On the left side of the cylinder is a cog-wheel and a metal spring is attached to the board, by means of which the wheel is prevented from turning the wrong way.

Fig. 776 shows how the bobbins are placed upon the pillow. In Normandy a kind of stuffed box is used instead of a pillow. The board is 3 c/m. higher behind than in front and is deeply grooved to hold the cylinder, which is stuffed and shaped like the one represented in fig. 775.

This cylinder scarcely projects above the stand, a second groove in the back edge receives the lace as it is worked off the cylinder.

The pillows used for Valenciennes lace are of again a different construction, but as it is not our intention in the present work to describe the finer kinds of lace it appeared superfluous to give any illustration of the pillows on which they are made.

[Illustration: FIG. 777. THE BOBBIN (Jamnig’s patent).]

THE BOBBINS (fig. 777).—A bobbin is a sort of little wooden spool with a handle to it; there are several varieties of them but we have confined ourselves to a representation of the kind considered best for beginners.

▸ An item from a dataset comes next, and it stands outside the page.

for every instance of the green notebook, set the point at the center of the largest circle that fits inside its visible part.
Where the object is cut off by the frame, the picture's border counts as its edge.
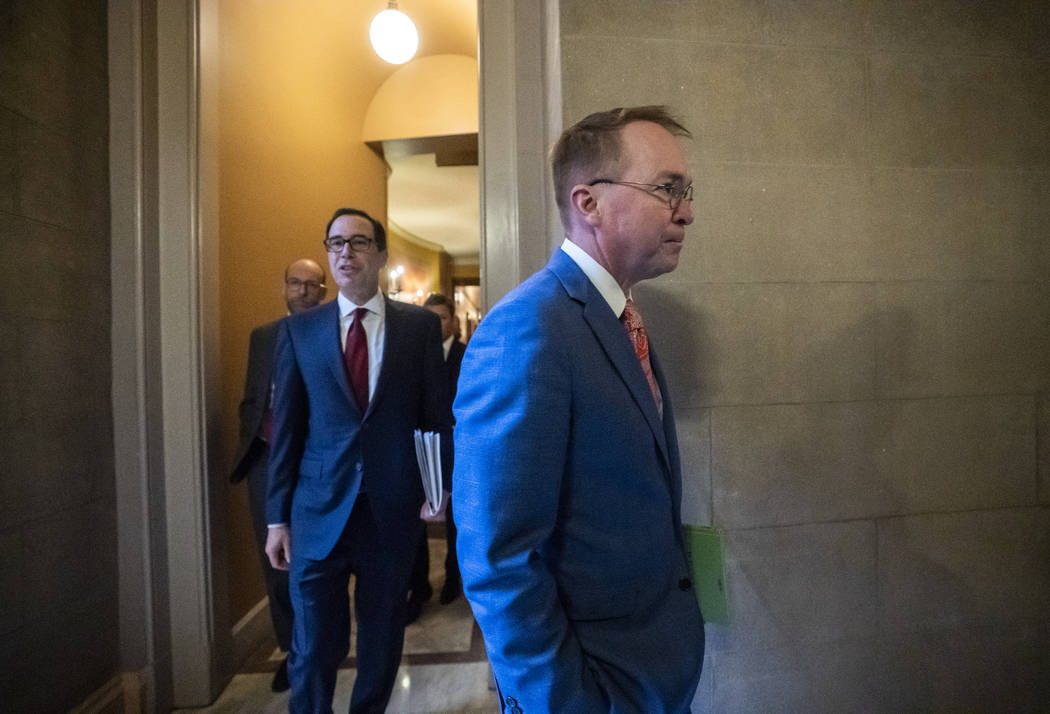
(709, 572)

As a considerable number are wanted for every pattern and they are apt to slip about and get entangled in inexperienced hands, they are now to be had with the handles weighted with lead to steady them and counteract any independent motion of their own. We cannot help again laying great stress on the importance of seeing that the size of the bobbins and the number of the cotton be well assorted to the kind of lace.

THE WINDER (fig. 778).—Every one who means to take the work seriously should provide themselves with a winder, as here represented, which is affixed to a polished wooden stand.

This stand has to be firmly screwed to the table and the bobbin is squeezed in between the two little rods fitted into the supports at the left end of the stand; one of these rods serves as the axle to the little wheel, the other can be drawn in and out and fitted to the length of the bobbin.

[Illustration: FIG. 778. THE WINDER (Jamnig’s patent).]

When the bobbin is fixed in its place, you take the thread in the left hand and wind it round it, turning the wheel with the right hand from right to left in the direction indicated by the arrow.

The thread is wound round the handles of the bobbins that are used for making very fine lace, and a wooden shield that is so contrived that you can slip it over the handle prevents the thread from getting soiled.

[Illustration: FIG. 779. STOPPAGE OF THE THREAD AT THE END OF THE BOBBIN.]

STOPPAGE OF THE THREAD AT THE END OF THE BOBBIN (fig. 779).—After cutting off the thread, you make a loop close to the top of the bobbin to prevent it from unwinding too easily. This loop is formed by taking the bobbin in the right hand, the thread between the fourth and fifth fingers of the left hand and laying it away from you round the left thumb; then lifting up the bottom thread with the second finger of the left hand you pass the bobbin upwards from below through the loop on the left hand.